|
Rentrée sans transitionpour le Quotidien des Montres, après une pause estivale prolongée...
L’actualité horlogère continue à bouillir dans sa marmite, les vacances ayant provisoirement ralenti le feu sans l’éteindre.
CETTE SEMAINE, DANS SON COLLIMATEUR TOUJOURS EN MODE AOÛTIEN, LE SNIPER A...
1)
••• RELU ATTENTIVEMENT L’ARTICLE DU « TEMPS »
SUR LE « DOUBLE JEU DE L’HORLOGERIE SUISSE »...
A se demander si on ne peut pas parler du... « double jeu de la presse horlogère suisse » ! Dans cet article, signalé hier par Business Montres (25 août, info n° 5), on sent tellement le bras du Swatch Group derrière la plume du journaliste qu’on ne peut que commencer à se montrer méfiant et à se demander à qui une telle manipulation profite.

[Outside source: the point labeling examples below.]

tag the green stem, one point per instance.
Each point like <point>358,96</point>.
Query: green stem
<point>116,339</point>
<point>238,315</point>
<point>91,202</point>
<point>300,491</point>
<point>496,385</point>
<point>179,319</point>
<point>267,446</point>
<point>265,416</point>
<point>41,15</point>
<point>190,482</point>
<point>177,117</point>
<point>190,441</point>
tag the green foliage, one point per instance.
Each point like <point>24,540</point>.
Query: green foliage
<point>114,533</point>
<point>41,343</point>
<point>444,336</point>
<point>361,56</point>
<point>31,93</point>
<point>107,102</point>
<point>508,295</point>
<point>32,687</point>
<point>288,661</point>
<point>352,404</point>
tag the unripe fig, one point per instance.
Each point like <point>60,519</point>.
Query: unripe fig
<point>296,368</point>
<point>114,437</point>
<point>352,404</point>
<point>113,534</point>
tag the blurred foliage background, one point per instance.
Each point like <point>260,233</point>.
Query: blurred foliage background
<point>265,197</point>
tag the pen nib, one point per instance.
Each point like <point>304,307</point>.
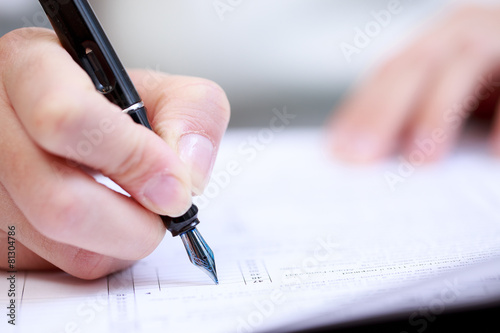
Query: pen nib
<point>200,253</point>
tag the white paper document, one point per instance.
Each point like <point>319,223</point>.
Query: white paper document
<point>299,241</point>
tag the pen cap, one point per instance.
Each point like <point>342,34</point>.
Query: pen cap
<point>82,36</point>
<point>182,224</point>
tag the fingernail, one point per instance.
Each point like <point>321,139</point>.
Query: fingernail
<point>197,152</point>
<point>167,194</point>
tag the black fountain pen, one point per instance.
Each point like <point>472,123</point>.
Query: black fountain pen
<point>82,36</point>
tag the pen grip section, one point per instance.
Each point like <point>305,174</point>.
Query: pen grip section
<point>182,224</point>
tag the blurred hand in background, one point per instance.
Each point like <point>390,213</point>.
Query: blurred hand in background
<point>418,101</point>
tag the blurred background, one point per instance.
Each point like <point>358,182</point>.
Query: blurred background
<point>300,54</point>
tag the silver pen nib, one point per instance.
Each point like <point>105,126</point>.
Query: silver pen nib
<point>200,253</point>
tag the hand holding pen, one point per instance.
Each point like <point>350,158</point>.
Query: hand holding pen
<point>55,123</point>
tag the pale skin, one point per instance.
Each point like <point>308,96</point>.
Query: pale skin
<point>47,102</point>
<point>425,92</point>
<point>62,217</point>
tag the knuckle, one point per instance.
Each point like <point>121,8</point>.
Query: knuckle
<point>54,115</point>
<point>212,97</point>
<point>134,165</point>
<point>17,40</point>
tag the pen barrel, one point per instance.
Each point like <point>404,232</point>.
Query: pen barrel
<point>81,34</point>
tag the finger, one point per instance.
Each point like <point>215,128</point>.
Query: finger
<point>366,126</point>
<point>42,253</point>
<point>495,134</point>
<point>452,97</point>
<point>67,205</point>
<point>64,114</point>
<point>25,259</point>
<point>190,114</point>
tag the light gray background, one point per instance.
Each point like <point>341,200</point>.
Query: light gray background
<point>265,54</point>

Surtout dans le contexte de tension actuelle à propos de l’autorisation donnée par la Comco (commission suisse de la concurrence) aux réductions des livraisons ETA et Nivarox dès 2012...
••• Manifestement, avec un tel « Scud », quelqu’un veut la peau de Miguel Garcia, le patron de Sellita, moralement cloué au pilori pour des pratiques que tout le monde connaît et dont tout le monde s’accomode depuis des années. On aurait aussi pu parler des 4,6 millions de mouvements à quartz Swiss Made exportés chaque année, mais on a préféré focaliser l’attention – et mobiliser l’indignation – des lecteurs sur les mouvements mécaniques Swiss Made que Selitta délivrerait aux « concurrents asiatiques » des marques suisses...
••• S’il avait détecté la désinformation dont il était victime (on l’espère inconscient de cette instrumentalisation), Bastien Buss aurait dû se demander quelles marques avaient été lésées par Sellita au cours de ces dernières années : aucun des clients de Sellita contactés par Business Montres n’a souffert de livraisons en baisse. Pas une n’a été informée d’une réduction potentielle de ces livraisons avant que le Swatch Group ne réduise les siennes. Question toute bête de logique : l’industrie horlogère afficherait-elle les 25 % ou 30 % de croissance dont elle se flatte si elle avait enduré une quelconque pénurie de mouvements mécaniques ? Ceci pour cause de livraisons excessives aux concurrents chinois...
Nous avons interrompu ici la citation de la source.